Anyway, I’m looking forward to hearing your thoughts on the movie!
TT- can you email me real quick? I have a few additional questions about the film, since you plan to see it this weekend.
Thanks for clarifying, Mellodie. Yeah, I was giving you a hard time about the syntax. 🙂
You write, “It’s easier to trust/like/believe people who don’t believe in fairies than those who do.” I disagree. I would phrase it this way: “It’s easier for people who believe in fairies to trust other people who believe in fairies; it’s easier for people who don’t believe in fairies to trust other people who don’t believe in fairies.” The point is that we’re not even addressing issues of truth or falsity; what we’re addressing is consensus, which isn’t necessarily the best index for truth.
(And John, by the way, I am a believer–in God, Jesus, even their involvement in the Mormon church specifically. My testimony, such as it is, is undoubtedly wildly heretical. But I apostatized over moral objections, not over existential objections, to Church teaching.)
Sorry for the misrepresentation, Kiskilili. I should not have assumed.
ECS,
I personally think that Christianity and the various Christian churches have been incredibly important to Western Civilization and to the world as a whole. I have read a lot of history. I have been deeply impressed both intellectually and spiritually by how God has blessed all humankind through true doctrine and through less-than-perfect churches.
The more true doctrine there is in a religion (and they all have some), the more the people are improved. “Apostate” Christianity has a whole lot of truth in it. I believe that other religions also have truth in them, but not usually as much.
The Catholic Church did a lot to preserve and encourage learning in the middle ages. To be sure there were wicked priests in it just for the money and power, but there many other priest, monk, and nuns who did much good. The church provided a framework and resources for this. Later on the Protestant churches did likewise. Competition between the them was mostly a good thing. Overall, I think they encouraged more good than they discouraged.
The involvement of the Catholic Church (and others) in politics did cause some serious problems (I am particularly sensitive to Irish history), but it also solved problems and fostered many useful institutions (“universities” were founded to teach priests).
True religious freedom with multiple, independent, and (mostly) non-political churches is a pretty recent development. I suspect that it has been rare in world history.
I don’t think that people or institutions ever really like to change.
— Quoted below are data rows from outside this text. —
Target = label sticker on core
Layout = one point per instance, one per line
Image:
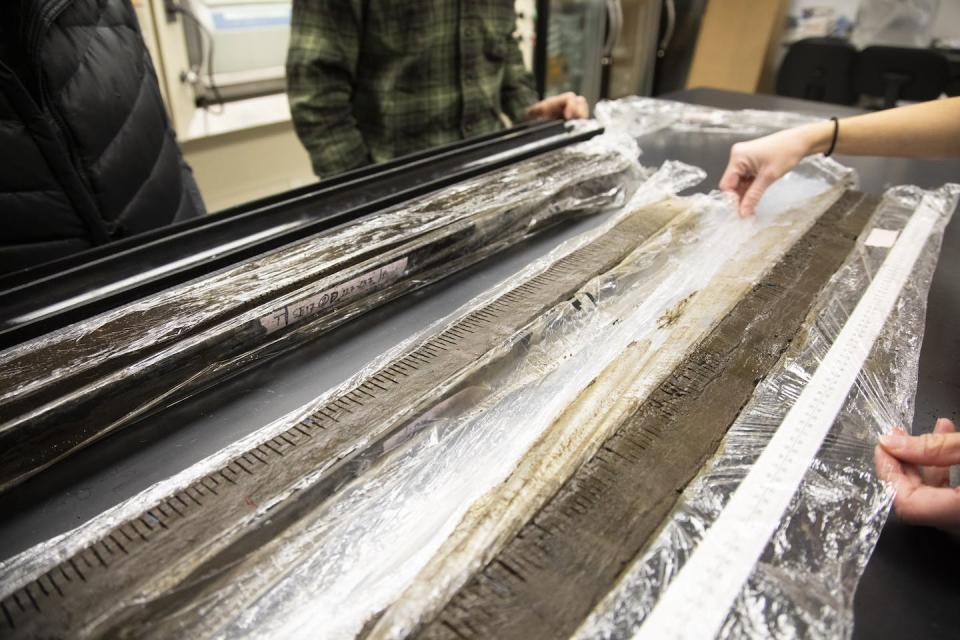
(370, 281)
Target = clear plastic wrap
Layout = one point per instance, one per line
(348, 559)
(804, 582)
(637, 116)
(163, 348)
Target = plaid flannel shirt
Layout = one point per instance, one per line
(370, 80)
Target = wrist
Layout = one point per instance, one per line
(817, 137)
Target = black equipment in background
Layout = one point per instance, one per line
(820, 69)
(901, 73)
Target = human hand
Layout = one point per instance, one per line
(568, 106)
(919, 469)
(756, 164)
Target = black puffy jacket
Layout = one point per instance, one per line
(87, 154)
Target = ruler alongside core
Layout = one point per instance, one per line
(699, 598)
(176, 550)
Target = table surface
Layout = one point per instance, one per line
(909, 588)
Much as I wish to be more like Christ, I find it a difficult process.
I really think that it was no accident that Europe became so dominant politically, scientifically, and culturally. I believe that there is a real, causal relationship between the spread of the Bible and the flowering of the Renaissance and the development of Europe.
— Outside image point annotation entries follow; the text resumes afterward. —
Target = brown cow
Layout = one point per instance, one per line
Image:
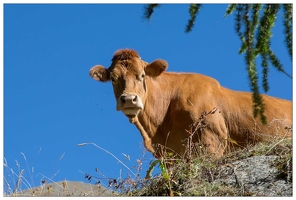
(166, 107)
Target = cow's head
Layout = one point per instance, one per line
(129, 75)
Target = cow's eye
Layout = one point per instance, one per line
(113, 79)
(142, 76)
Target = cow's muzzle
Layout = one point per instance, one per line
(130, 104)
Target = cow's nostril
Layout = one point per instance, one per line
(122, 98)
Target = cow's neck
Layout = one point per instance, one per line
(156, 105)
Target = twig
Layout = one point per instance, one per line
(83, 144)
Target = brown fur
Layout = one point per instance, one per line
(166, 107)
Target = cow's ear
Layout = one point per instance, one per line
(100, 73)
(156, 68)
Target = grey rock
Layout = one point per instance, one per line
(256, 176)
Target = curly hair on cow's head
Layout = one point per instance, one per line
(125, 54)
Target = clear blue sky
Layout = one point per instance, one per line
(51, 104)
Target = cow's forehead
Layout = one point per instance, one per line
(133, 66)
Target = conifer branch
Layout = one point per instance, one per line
(288, 8)
(193, 10)
(149, 9)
I do not believe that so much of the gospel could have been preserved (and even spread) since Christ’s day without “churches”. To be sure, the books in the Bible could have just been buried up and left to be given to a latter-day prophet, but I think that God was playing a much deeper game (see http://scriptures.lds.org/en/jacob/5).
The apostate Christian churches preserved a lot of true doctrine (though the Adversary suppressed or distorted it as much as he could) and the Bible. This true doctrine improved people and moved them to contribute more and better to their societies.
It is interesting to compare the Americas with Europe during the years between Christ and the Restoration.
No worries John–it was a reasonable assumption. I can hardly expect other people to intuit my relationship to Mormonism when I’m at a loss to understand it myself.